Il docente Marco Ricolfi  ha analizzato gli effetti sull’occupazione; effetto negativo sia sotto il profilo quantitativo che qualitativo e che potrebbe essere tra i responsabili di una forma di pauperismo occupazionale, giacché l’attuale stagnazione è a sua volta legata alla dinamica della domanda aggregata, per via del minore bisogno di quantità di lavoro umano per unità di produzione. E l’attuale asimmetria nella redistribuzione del reddito accentuerebbe tale dinamica.

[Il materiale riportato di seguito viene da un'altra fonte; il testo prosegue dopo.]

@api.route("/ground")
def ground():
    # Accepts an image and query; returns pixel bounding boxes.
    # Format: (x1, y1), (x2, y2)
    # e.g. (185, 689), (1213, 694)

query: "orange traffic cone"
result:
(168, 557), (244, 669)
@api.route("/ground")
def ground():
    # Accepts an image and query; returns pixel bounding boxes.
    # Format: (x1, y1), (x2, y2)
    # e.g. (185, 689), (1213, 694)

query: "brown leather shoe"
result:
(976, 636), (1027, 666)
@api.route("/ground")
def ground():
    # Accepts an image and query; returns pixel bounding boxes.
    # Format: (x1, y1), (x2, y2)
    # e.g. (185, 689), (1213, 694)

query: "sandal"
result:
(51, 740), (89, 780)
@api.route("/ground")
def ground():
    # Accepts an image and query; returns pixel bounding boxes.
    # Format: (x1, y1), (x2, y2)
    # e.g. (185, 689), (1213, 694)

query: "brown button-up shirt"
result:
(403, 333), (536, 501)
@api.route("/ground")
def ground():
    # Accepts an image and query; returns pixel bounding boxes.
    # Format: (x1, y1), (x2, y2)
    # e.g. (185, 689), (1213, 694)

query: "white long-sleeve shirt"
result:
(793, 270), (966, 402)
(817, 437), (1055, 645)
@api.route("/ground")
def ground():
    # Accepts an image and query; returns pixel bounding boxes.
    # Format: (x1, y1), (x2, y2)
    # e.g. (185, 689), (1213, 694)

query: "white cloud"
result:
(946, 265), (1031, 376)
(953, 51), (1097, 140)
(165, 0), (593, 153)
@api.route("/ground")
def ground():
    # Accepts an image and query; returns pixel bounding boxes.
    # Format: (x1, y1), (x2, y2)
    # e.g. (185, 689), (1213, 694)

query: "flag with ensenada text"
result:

Di conseguenza, è auspicabile e necessario un intervento normativo che corregga queste distorsioni della domanda. Tuttavia su quale piano si dovrebbe intervenire? Soluzioni ex-ante potrebbero infatti essere adottate a diversi livelli: nazionale, europeo (es.: Antitrust), organizzazioni internazionali, infine strutture di governance multi-stakeholder. Ogni livello di intervento presuppone specifici effetti, a seconda  del servizio, del prodotto e del tipo di dati coinvolti. Inoltre, la presa di posizione di organismi internazionali potrebbe rivelarsi indispensabile considerata l’attuale difficoltà di applicazione dei modelli di governance multi-stalkeholder. In questo contesto, emerge la priorità di decentralizzazione della governance della rete Internet, non solo rispetto a soggetti privati – a titolo d’esempio, basti pensare che la maggior parte dei satelliti geo-stazionari, potenziali detentori del controllo delle cose connesse e del relativo flusso dati, sono gestiti da tre sole nazioni (Stati Uniti d’America, Cina e Russia). Con l’esito di trasformare l’ IoT in un sistema che mina la nostra sicurezza (si pensi al caso dei droni e di mezzi militari comandati da remoto): infatti, come sottolineato dal sottoscritto nella mia introduzione alla conferenza, con l’IoT non ci si riferisce solo ai sensori, ma anche agli attuatori. Dal momento che anche i satelliti sono a rischio di manomissione o distruzione, gli scenari infernali dell’ IoT (come questi), potrebbero rivelarsi ancora più drammatici su scala internazionale.

Ricercatori e policy makers, come sottolineato dai docenti Juan Carlos De Martin (co-Direttore del Centro Nexa) e da Claudio Demartini (a capo del Dipartimento di Automatica e Informatica del Politecnico di Torino) dovrebbero porre l’attenzione su temi così importanti. C’è stata una crescita esponenziale del cambiamento tecnologico, superiore all’evoluzione della società politica, istituzionale e civile. Questo sfasamento sta generando numerosi problemi, e ci auguriamo che la consapevolezza della sfida faccia in modo di orientarci nella direzione corretta piuttosto che -indicarci quella sbagliata.